The scent of a woman’s sadness — manifested in her tears — is a major turn-off for men, according to new research published today. It is the first study to suggest tears of emotion contain chemical signals that influence others’ behavior.
Although men were unable to smell the difference between real tears and a saline solution, they had decidedly different reactions to each. Men who sniffed real tears became less sexually aroused by photographs of women than those who sniffed saline. Just to be sure skin was not the culprit, the researchers dripped saline down women’s cheeks, to the same effect: Only real, fresh-cried tears turned men off.The researchers, from the Weizmann Institute of Science and Edith Wolfson Medical Center in Israel, actually stumbled across the finding. They expected tears’ chemical signals to trigger empathy or sadness, but that didn’t happen; they did, however, dampen men’s sexual desire. Some researchers believe this phenomenon evolved to protect emotionally vulnerable women from male aggression, while others believe it’s evidence of a heretofore unknown human pheromone, reports the New York Times.
To capture tears, two donor women ages 30 and 31 watched sad movies by themselves and placed vials beneath their eyes to collect teardrops. The researchers needed fresh tears no more than two hours old, so the women watched weepies like “Terms of Endearment,” “My Sister’s Keeper” and “When a Man Loves a Woman,” the Times reports. Their tears were collected 1 milliliter at a time and deposited onto small pads that were attached beneath men's noses, so they could continuously sniff the sadness.
Then 24 men, whose mean age was 27, were shown emotionally ambiguous photographs of women and asked to rate the faces’ sadness and their attractiveness. The faces appeared less sexually attractive after sniffing real tears, according to the study.
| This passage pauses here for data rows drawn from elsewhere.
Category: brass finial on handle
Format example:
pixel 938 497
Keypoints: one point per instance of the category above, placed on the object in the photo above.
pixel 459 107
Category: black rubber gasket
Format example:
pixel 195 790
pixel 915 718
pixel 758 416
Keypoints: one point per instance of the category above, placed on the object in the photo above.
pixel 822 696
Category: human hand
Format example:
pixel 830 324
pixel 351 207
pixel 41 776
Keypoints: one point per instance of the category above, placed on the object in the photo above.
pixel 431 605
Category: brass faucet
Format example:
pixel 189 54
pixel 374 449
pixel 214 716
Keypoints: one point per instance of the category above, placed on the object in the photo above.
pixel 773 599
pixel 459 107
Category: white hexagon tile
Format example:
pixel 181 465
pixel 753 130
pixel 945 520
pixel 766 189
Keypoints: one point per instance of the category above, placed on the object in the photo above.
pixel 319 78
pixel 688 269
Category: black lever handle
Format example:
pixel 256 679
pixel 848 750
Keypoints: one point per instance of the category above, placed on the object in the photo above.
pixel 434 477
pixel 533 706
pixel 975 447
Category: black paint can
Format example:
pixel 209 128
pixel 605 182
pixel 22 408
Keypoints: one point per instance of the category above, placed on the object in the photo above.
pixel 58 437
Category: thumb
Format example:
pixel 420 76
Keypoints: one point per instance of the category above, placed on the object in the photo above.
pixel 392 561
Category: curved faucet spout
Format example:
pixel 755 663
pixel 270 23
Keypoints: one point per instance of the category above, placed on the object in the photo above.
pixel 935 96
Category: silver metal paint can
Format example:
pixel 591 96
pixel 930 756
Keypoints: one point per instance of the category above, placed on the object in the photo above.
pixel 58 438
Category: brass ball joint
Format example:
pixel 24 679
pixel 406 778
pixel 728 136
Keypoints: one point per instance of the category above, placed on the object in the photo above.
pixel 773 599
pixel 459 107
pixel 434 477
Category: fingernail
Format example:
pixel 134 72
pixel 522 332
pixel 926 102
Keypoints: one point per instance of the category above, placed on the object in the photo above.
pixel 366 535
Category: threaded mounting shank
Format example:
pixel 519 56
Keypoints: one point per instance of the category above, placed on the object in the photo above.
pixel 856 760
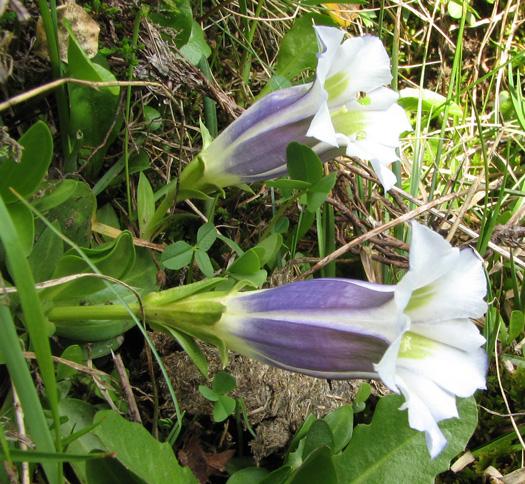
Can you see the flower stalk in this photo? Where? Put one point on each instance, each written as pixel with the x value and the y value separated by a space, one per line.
pixel 347 109
pixel 418 336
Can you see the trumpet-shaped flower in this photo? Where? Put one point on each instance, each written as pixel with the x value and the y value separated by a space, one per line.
pixel 417 336
pixel 346 107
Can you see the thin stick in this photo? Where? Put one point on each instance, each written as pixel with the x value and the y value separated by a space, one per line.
pixel 502 390
pixel 19 413
pixel 124 380
pixel 378 230
pixel 95 85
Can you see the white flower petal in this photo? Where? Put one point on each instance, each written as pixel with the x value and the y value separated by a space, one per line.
pixel 366 63
pixel 460 333
pixel 420 418
pixel 321 127
pixel 385 174
pixel 329 41
pixel 430 254
pixel 458 372
pixel 387 367
pixel 440 403
pixel 458 293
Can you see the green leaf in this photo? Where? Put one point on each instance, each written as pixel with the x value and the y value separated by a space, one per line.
pixel 516 325
pixel 278 476
pixel 177 255
pixel 208 393
pixel 317 194
pixel 248 263
pixel 223 408
pixel 303 163
pixel 196 48
pixel 298 51
pixel 25 177
pixel 138 451
pixel 223 383
pixel 431 102
pixel 37 328
pixel 248 475
pixel 145 203
pixel 286 184
pixel 53 193
pixel 92 111
pixel 341 423
pixel 388 450
pixel 268 248
pixel 46 253
pixel 204 262
pixel 318 435
pixel 206 236
pixel 318 467
pixel 152 118
pixel 25 225
pixel 113 258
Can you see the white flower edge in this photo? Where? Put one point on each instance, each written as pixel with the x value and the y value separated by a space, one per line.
pixel 364 66
pixel 437 355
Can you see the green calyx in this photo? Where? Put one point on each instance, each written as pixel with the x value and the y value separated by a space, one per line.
pixel 336 85
pixel 419 298
pixel 349 122
pixel 198 180
pixel 415 346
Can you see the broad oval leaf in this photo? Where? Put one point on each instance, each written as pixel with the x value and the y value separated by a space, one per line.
pixel 25 176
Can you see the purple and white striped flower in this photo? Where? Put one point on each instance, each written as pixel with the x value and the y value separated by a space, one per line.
pixel 417 336
pixel 346 106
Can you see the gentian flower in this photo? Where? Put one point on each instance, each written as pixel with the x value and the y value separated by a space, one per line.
pixel 417 336
pixel 346 106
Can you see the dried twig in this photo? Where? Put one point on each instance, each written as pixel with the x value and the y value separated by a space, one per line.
pixel 380 229
pixel 124 380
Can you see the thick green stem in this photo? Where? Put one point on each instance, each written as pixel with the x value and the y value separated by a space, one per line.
pixel 102 312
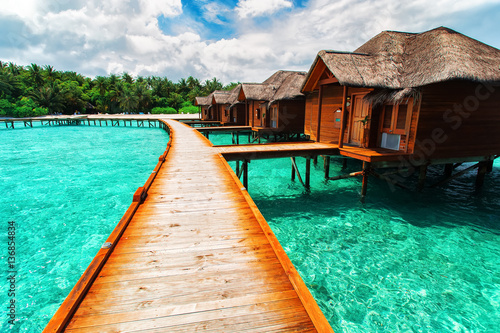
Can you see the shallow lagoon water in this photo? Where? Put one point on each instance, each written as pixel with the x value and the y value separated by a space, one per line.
pixel 403 261
pixel 65 188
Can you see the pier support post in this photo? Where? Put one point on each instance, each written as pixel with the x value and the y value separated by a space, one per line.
pixel 344 163
pixel 364 184
pixel 448 170
pixel 326 164
pixel 308 172
pixel 481 172
pixel 489 166
pixel 422 177
pixel 245 174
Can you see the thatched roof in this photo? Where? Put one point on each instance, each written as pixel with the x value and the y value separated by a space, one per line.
pixel 280 85
pixel 399 60
pixel 290 88
pixel 257 91
pixel 203 101
pixel 221 97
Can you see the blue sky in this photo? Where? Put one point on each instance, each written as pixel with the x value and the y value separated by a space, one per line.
pixel 233 40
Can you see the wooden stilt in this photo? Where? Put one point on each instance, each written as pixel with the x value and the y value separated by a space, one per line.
pixel 481 172
pixel 458 174
pixel 422 177
pixel 344 163
pixel 389 180
pixel 296 171
pixel 448 170
pixel 349 175
pixel 489 166
pixel 364 186
pixel 327 166
pixel 245 174
pixel 308 172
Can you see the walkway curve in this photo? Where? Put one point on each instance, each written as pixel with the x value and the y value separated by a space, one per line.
pixel 197 256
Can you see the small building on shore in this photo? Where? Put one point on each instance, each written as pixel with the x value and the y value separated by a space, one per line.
pixel 204 103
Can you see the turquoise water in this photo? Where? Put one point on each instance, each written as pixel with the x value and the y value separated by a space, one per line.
pixel 65 188
pixel 403 261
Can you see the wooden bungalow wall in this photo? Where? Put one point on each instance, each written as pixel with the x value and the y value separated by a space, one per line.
pixel 239 111
pixel 225 116
pixel 204 112
pixel 459 119
pixel 331 101
pixel 252 115
pixel 291 116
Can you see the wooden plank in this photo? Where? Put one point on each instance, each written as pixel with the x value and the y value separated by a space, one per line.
pixel 197 253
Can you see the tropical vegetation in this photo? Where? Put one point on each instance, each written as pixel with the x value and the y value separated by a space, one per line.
pixel 27 91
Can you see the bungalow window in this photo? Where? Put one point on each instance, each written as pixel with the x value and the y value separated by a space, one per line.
pixel 394 126
pixel 394 119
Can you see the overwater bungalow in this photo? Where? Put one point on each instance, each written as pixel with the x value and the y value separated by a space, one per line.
pixel 275 106
pixel 230 111
pixel 408 99
pixel 204 103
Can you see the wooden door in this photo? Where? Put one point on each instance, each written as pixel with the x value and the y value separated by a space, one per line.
pixel 359 115
pixel 274 117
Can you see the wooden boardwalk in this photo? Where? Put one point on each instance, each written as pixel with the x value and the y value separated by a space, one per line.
pixel 196 256
pixel 275 150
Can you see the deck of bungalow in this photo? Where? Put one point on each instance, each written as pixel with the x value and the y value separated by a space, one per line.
pixel 192 253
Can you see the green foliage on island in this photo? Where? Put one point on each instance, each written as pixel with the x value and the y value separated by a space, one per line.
pixel 36 91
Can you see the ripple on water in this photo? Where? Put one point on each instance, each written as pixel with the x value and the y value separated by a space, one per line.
pixel 68 187
pixel 402 262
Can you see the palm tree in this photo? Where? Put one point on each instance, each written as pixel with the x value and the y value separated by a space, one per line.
pixel 49 72
pixel 211 85
pixel 35 74
pixel 128 101
pixel 127 78
pixel 101 85
pixel 13 68
pixel 143 96
pixel 49 96
pixel 175 100
pixel 5 86
pixel 193 83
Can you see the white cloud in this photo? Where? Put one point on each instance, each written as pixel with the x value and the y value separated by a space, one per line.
pixel 252 8
pixel 213 10
pixel 97 38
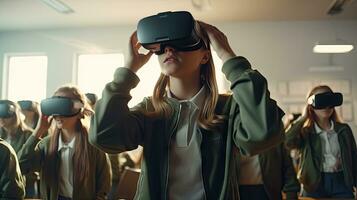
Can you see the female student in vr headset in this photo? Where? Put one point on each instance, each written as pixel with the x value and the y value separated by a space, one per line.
pixel 328 166
pixel 186 128
pixel 14 130
pixel 31 111
pixel 12 185
pixel 69 166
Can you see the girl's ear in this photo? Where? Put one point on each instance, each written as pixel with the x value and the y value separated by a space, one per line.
pixel 205 58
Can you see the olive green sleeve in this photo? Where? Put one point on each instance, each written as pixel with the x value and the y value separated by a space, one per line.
pixel 12 185
pixel 353 155
pixel 30 155
pixel 103 176
pixel 257 118
pixel 293 136
pixel 114 127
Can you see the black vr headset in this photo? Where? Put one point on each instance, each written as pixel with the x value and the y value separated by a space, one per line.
pixel 92 97
pixel 325 100
pixel 6 109
pixel 26 105
pixel 174 29
pixel 59 106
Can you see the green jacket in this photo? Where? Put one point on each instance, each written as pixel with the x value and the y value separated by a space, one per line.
pixel 311 154
pixel 19 140
pixel 12 186
pixel 278 173
pixel 32 157
pixel 253 125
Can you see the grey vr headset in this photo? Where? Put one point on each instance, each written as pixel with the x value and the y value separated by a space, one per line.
pixel 26 105
pixel 174 29
pixel 92 97
pixel 325 100
pixel 59 106
pixel 6 109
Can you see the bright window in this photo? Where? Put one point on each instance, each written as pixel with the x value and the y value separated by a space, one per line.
pixel 26 78
pixel 222 82
pixel 96 70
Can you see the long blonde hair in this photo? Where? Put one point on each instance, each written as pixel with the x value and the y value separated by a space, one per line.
pixel 81 151
pixel 207 118
pixel 309 110
pixel 18 118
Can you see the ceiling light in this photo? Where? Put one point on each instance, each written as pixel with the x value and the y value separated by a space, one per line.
pixel 202 5
pixel 58 6
pixel 338 46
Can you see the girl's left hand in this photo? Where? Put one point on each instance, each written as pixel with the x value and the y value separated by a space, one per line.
pixel 219 42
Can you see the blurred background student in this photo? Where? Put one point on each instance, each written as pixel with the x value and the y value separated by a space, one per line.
pixel 12 185
pixel 14 130
pixel 70 167
pixel 328 166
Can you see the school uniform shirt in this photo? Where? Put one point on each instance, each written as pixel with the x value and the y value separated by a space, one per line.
pixel 12 185
pixel 252 123
pixel 97 184
pixel 185 164
pixel 66 167
pixel 331 152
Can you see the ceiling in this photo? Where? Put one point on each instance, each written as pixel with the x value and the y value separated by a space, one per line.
pixel 34 14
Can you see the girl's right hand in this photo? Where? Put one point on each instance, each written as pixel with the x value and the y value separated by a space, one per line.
pixel 136 60
pixel 43 124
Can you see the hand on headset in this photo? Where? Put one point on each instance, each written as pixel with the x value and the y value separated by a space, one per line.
pixel 43 124
pixel 219 42
pixel 135 59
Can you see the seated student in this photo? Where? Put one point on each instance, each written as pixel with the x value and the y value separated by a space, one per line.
pixel 14 130
pixel 70 168
pixel 31 111
pixel 328 167
pixel 267 175
pixel 12 185
pixel 186 128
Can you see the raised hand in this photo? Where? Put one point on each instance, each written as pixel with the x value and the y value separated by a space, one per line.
pixel 44 123
pixel 136 60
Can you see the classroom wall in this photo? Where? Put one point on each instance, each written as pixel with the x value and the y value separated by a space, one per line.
pixel 282 51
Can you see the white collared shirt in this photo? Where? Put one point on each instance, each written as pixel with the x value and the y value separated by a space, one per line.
pixel 66 151
pixel 331 152
pixel 185 162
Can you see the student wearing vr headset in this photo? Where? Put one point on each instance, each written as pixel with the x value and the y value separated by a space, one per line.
pixel 186 128
pixel 14 130
pixel 69 166
pixel 12 185
pixel 328 167
pixel 31 111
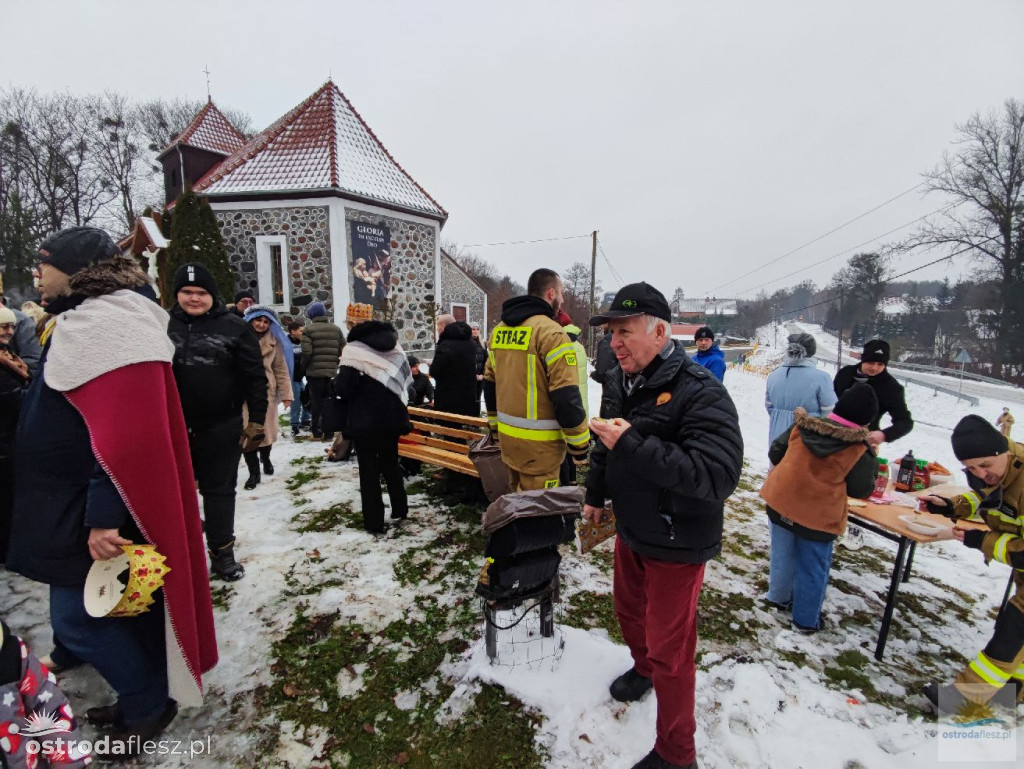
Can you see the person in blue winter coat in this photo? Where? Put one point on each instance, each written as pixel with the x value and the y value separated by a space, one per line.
pixel 798 383
pixel 709 354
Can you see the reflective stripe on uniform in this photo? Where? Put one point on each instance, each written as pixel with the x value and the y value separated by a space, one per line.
pixel 529 424
pixel 987 671
pixel 999 551
pixel 527 434
pixel 577 440
pixel 562 349
pixel 531 386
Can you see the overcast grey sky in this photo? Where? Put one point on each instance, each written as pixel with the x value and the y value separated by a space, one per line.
pixel 701 139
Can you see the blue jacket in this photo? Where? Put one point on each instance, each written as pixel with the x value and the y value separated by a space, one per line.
pixel 797 383
pixel 60 492
pixel 713 360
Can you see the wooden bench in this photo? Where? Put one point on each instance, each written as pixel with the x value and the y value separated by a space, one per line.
pixel 432 442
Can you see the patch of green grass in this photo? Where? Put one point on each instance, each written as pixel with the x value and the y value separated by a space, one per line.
pixel 301 477
pixel 586 609
pixel 847 671
pixel 368 728
pixel 337 516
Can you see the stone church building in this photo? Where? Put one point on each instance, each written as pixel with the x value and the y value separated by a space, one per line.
pixel 314 208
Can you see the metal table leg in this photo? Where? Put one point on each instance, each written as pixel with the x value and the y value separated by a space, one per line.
pixel 891 600
pixel 909 561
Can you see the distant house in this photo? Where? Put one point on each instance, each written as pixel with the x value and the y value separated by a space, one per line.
pixel 461 295
pixel 315 208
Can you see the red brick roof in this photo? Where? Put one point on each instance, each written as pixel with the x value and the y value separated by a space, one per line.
pixel 210 130
pixel 321 144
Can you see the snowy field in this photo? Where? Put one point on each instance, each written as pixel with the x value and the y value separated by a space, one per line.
pixel 766 695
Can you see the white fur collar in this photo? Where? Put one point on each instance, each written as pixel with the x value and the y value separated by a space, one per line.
pixel 104 333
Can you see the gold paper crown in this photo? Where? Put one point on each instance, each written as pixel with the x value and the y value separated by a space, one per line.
pixel 359 312
pixel 107 596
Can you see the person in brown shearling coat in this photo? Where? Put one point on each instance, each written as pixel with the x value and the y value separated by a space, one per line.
pixel 818 464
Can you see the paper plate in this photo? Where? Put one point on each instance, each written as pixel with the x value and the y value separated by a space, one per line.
pixel 921 526
pixel 124 586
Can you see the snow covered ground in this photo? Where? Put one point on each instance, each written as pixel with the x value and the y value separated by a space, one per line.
pixel 766 696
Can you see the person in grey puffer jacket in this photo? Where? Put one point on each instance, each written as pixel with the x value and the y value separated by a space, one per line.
pixel 797 384
pixel 322 343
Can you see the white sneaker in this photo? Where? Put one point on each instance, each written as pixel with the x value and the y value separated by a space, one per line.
pixel 853 539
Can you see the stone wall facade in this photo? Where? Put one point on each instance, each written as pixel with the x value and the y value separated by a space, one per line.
pixel 458 288
pixel 412 294
pixel 307 231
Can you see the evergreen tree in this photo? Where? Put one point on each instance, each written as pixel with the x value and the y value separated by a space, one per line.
pixel 196 238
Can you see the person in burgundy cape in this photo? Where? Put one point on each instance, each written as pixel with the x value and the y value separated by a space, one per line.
pixel 102 462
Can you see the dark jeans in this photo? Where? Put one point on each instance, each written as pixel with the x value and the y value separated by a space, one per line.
pixel 215 454
pixel 378 457
pixel 320 390
pixel 127 651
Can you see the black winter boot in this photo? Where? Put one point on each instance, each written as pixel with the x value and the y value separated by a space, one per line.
pixel 630 686
pixel 223 565
pixel 264 455
pixel 252 462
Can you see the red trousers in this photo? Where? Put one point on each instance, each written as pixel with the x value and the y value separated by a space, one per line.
pixel 656 604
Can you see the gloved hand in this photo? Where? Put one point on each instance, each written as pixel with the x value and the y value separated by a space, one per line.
pixel 973 538
pixel 252 436
pixel 939 505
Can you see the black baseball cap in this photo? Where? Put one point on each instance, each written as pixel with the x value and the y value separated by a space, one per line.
pixel 635 299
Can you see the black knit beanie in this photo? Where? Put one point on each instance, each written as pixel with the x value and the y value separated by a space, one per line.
pixel 805 341
pixel 876 351
pixel 195 273
pixel 974 437
pixel 858 404
pixel 75 249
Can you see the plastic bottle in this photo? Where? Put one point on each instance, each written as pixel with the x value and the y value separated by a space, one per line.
pixel 904 476
pixel 922 478
pixel 881 478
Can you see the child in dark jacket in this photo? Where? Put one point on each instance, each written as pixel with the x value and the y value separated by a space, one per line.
pixel 818 464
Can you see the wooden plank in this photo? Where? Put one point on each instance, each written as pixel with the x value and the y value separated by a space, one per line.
pixel 436 442
pixel 438 458
pixel 452 432
pixel 462 419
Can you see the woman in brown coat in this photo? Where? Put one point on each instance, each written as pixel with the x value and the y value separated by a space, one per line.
pixel 818 464
pixel 278 365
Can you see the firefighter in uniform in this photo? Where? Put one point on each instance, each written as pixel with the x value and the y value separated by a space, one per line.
pixel 995 474
pixel 531 387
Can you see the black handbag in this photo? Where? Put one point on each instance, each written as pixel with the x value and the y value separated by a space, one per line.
pixel 518 574
pixel 524 535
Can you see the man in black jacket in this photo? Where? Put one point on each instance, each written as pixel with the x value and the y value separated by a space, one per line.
pixel 454 369
pixel 218 367
pixel 892 397
pixel 669 454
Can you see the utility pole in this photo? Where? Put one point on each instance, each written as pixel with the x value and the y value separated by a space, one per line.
pixel 839 354
pixel 593 284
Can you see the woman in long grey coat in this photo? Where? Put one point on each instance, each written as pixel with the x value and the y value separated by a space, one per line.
pixel 276 351
pixel 797 384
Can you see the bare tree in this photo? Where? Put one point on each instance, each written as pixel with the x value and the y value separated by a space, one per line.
pixel 984 179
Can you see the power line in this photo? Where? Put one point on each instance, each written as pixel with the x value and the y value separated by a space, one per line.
pixel 852 248
pixel 607 261
pixel 890 279
pixel 820 237
pixel 519 243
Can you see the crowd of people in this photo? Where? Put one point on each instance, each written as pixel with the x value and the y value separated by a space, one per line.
pixel 107 371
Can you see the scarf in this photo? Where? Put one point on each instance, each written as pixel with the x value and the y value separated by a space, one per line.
pixel 390 369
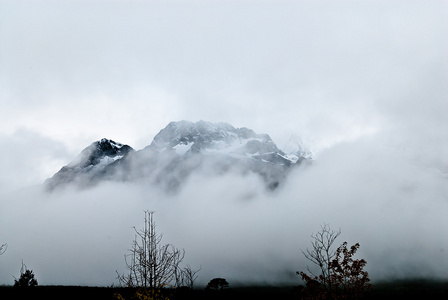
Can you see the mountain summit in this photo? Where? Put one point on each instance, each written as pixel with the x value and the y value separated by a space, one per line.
pixel 177 151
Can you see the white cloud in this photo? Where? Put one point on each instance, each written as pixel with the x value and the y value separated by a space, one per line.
pixel 363 83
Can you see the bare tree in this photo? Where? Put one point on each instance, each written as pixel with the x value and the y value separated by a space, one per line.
pixel 150 264
pixel 3 248
pixel 321 253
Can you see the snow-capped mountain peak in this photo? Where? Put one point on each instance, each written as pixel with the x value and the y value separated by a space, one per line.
pixel 186 137
pixel 178 150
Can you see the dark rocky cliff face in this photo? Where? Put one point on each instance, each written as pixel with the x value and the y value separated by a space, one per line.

The researchers also learned the men experienced a drop in testosterone. Then, the men sniffed tears and watched a sad movie while in a functional MRI machine, which showed reduced activity in the brain regions associated with arousal.
Other bodily fluids, like sweat, are known to contain chemical signals that influence others’ emotions or behaviors, so it makes sense that tears would have a similar effect, the researchers say. The next step is to study the emotional tears of children and men — potentially explaining the lachrymose nature of the new Speaker of the House.